Work and Pensions Secretary Liz Kendall will announce plans today as part of wide-ranging reforms designed to tackle economic inactivity and deliver the Government’s promise to bring more than two million people back into work.

While unemployment stands at almost 1.5 million, economic inactivity has also soared to more than nine million, with 2.8 million people out of work due to long-term sickness – a major driver of the rise in joblessness since the pandemic.

During the election, Labour promised to increase the employment rate to 80 per cent from its current level of around 75 per cent, which would mean around two million more people in work.

But Labour was last night accused of putting off urgently needed reforms to cure sicknote Britain.

The white paper published today is solely focused on employment support, including a revamp of Jobcentres as well as extra NHS appointments in unemployment hotspots.

A shake-up of the benefits system and a crackdown on welfare spending will not take place for many more months with proposals not even published until next year.

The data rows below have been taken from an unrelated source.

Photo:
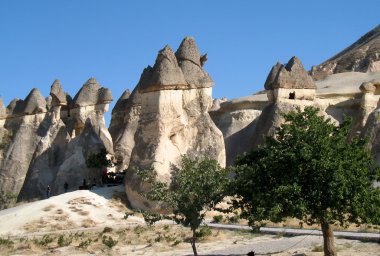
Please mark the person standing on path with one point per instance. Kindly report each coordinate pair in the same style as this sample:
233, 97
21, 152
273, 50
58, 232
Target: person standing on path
48, 191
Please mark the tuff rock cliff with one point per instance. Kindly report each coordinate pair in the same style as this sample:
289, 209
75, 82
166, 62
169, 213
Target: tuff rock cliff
339, 91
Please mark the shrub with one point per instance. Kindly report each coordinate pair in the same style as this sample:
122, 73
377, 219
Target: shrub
85, 243
107, 230
109, 242
217, 218
6, 242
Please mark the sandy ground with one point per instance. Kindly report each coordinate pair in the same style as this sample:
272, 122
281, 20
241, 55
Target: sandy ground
92, 223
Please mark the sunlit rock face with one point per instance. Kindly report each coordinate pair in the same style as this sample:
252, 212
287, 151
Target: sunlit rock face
361, 56
175, 96
47, 142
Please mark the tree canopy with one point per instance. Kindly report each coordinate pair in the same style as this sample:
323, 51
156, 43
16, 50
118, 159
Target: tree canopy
311, 171
98, 160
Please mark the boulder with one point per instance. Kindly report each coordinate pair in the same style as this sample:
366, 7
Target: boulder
124, 123
173, 122
188, 58
165, 74
91, 94
34, 103
290, 76
370, 87
57, 94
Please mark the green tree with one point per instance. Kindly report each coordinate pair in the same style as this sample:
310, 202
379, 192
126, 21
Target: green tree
98, 160
310, 171
197, 186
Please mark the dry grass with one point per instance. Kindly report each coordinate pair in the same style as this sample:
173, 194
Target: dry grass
87, 223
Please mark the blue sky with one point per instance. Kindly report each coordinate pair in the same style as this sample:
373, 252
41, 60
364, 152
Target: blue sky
72, 40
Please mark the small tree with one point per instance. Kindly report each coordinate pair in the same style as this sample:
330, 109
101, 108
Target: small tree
196, 187
309, 171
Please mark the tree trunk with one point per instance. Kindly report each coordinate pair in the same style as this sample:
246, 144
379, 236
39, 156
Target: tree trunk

The Department for Work and Pensions (DWP) said it will ‘bring forward measures to overhaul the health and disability benefits system’ to ‘tackle the spiralling benefits bill’ and a ‘consultation will be published in spring’.

In addition, bosses will be asked to do more to recruit people with disabilities and health conditions – but only after a review that will run until next summer.

It comes despite ministers admitting the scale of the problem, with the Department for Working and Pensions (DWP) citing ‘stark figures’ that show almost 1.5million people across the UK are unemployed, 9m are classed as ‘economically inactive’ and a record 2.8m are out of work as a result of long-term sickness.

Shadow Work and Pensions Secretary Helen Whately said: ‘This latest announcement shows that Labour are not prepared to take the tough but necessary choices to bring down the benefits bill.